Carolina Smoke's pitmasters release bold, succulent taste bursts with a slow-smoked menu of down-home eats. All meats are hand-rubbed and eye-watched, never pre-cloaked in flavor-smothering sauces or frowny-face masks. Sink teeth into the tender beef-brisket sandwich ($10) or delve deep into the flavor furnace with a prime rib ($21). Diners can further slake smoky cravings with a half or full rack of baby-back ribs ($14, $22) or feed famished fingers a gratifying grip of hot wings ($10). The restaurant's policy of allowing eaters to add their own sauce permits patrons to customize flavoring and ink unique impressions on napkin and facial canvases. Behind the eatery's shingled sides and white shutters, dining-room guests can bookend bites with sips of Carolina sweet tea.
Featured in Seattle magazine and The Seattle Times, Kaya Korean Barbecue prides itself on its attentive service, posh presentation, massive portions, and a second-story location safe from dinner-interrupting tiger stampedes. Platoons of food soldiers can arm themselves with massive appetizers such as the marinated raw beef ($15.99) before focusing their attention on the feast as it arrives in steaming hot rock bowls. Choose from a variety of dishes ranging from the Angus marinated short ribs ($27.99) to soft tofu soup ($10.99), or go for an authentic barbecue experience by searing enormous platters of sizzling meats on the minigrill located in the center of your table, with selections such as the Kaya combo for four (Angus rib eye, marinated short ribs, marinated sirloin, beef brisket, beef tongue, bean paste stew, and your choice of beverages) ($96.99). Overhanging vents inhale the mouthwatering barbecue odors that would otherwise cling to clothes for days, ensuring that diners are not tempted to try out new recipes at home such as blouse jerky and deep-fried pants. In addition to grilluminating guests, Kaya pours copious cupfuls of Korean rice wine and beer.
Southern transplants Gabe Gagliardi and Mike Dahm love their new home in Seattle. When they first arrived, though, the two friends thought the city needed a barbecue boost. So instead of turning the Space Needle into a makeshift skewer for hunks of pork, they created The Boar's Nest, a Southern barbecue stop serving all the classics: hickory-smoked pulled pork, southern-style fried chicken, and fall-off-the-bone ribs. Of course, barbecue isn't barbecue without the sauce. That's why Gabe and Mike took it upon themselves to create their own line of homemade sauces, each of which carries the tune of a different barbecue region, including South Carolina, Memphis, and Texas.

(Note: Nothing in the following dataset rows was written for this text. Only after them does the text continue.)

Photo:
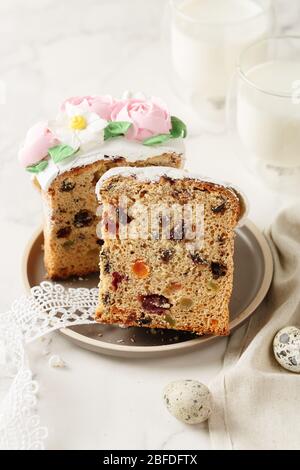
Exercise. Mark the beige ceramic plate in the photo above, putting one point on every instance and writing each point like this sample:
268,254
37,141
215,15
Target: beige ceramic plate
252,279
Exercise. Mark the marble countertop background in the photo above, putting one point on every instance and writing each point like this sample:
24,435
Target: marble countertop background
49,50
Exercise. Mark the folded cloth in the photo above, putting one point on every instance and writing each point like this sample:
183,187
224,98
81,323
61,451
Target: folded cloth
257,402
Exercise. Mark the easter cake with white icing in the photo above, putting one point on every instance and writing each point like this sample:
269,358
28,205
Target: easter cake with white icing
68,155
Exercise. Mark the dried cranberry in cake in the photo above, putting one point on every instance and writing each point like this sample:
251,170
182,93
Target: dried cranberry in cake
140,269
220,207
63,232
166,255
218,269
155,303
117,278
106,298
221,239
177,232
83,218
67,186
144,320
197,258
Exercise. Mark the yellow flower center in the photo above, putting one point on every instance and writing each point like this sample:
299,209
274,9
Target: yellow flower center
78,123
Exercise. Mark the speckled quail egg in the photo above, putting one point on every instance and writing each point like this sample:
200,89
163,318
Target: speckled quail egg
286,347
189,401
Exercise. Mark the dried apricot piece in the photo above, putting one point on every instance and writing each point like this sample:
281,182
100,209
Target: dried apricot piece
140,269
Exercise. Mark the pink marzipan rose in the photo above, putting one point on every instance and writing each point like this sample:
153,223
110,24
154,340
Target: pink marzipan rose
37,143
101,105
148,116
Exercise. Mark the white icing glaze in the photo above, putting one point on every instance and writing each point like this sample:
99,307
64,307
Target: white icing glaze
153,174
130,150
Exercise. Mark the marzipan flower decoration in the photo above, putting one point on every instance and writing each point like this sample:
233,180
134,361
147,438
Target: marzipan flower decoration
77,126
87,121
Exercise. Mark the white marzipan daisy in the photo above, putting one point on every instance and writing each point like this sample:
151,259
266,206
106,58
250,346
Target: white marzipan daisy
77,126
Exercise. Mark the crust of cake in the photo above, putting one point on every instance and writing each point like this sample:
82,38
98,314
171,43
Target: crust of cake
71,247
186,290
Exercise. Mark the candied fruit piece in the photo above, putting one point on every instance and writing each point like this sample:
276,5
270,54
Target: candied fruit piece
173,287
63,232
67,186
106,263
155,303
178,232
106,298
218,269
83,218
186,302
117,278
166,255
213,285
140,269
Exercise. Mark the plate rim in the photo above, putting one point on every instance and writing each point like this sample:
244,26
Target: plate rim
125,350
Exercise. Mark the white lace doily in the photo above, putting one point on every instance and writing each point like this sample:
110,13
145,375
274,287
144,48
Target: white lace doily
48,307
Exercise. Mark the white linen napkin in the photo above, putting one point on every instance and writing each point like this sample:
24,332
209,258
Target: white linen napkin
257,402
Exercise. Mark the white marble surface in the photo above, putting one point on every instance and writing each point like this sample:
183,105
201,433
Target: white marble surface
50,50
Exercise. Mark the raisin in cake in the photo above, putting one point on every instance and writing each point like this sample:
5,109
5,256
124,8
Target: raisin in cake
67,157
153,272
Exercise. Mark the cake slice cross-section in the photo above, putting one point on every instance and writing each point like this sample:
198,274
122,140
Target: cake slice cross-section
167,254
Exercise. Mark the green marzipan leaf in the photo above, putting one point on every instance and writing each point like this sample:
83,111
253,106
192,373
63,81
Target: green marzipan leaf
116,128
60,152
157,139
38,167
178,128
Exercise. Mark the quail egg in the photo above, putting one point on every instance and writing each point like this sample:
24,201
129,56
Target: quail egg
189,401
286,347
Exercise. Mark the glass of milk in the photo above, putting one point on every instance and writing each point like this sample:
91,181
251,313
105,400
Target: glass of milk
206,38
268,110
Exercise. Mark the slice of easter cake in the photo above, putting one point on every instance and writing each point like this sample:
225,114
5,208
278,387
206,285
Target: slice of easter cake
167,257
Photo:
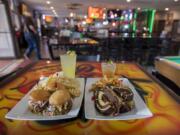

Padded black booths surround grills beneath gleaming hoods, which reflect the glow of sunset-orange walls as they sweep away rising warm air and spice-steeped aromas. On Palace Korean Bar & Grill's tabletop skillets, chefs sizzle pearlescent curlicues of kimchi and cuts of seafood as well as bulgogi, spicy slices of brisket also known as Korean barbecue. During the all-you-can-eat special, silverware jangles endlessly like a knight looking for his car keys as diners tuck into bottomless helpings of marinated beef short ribs, tender marble brisket, spicy pork belly, and jumbo shrimp.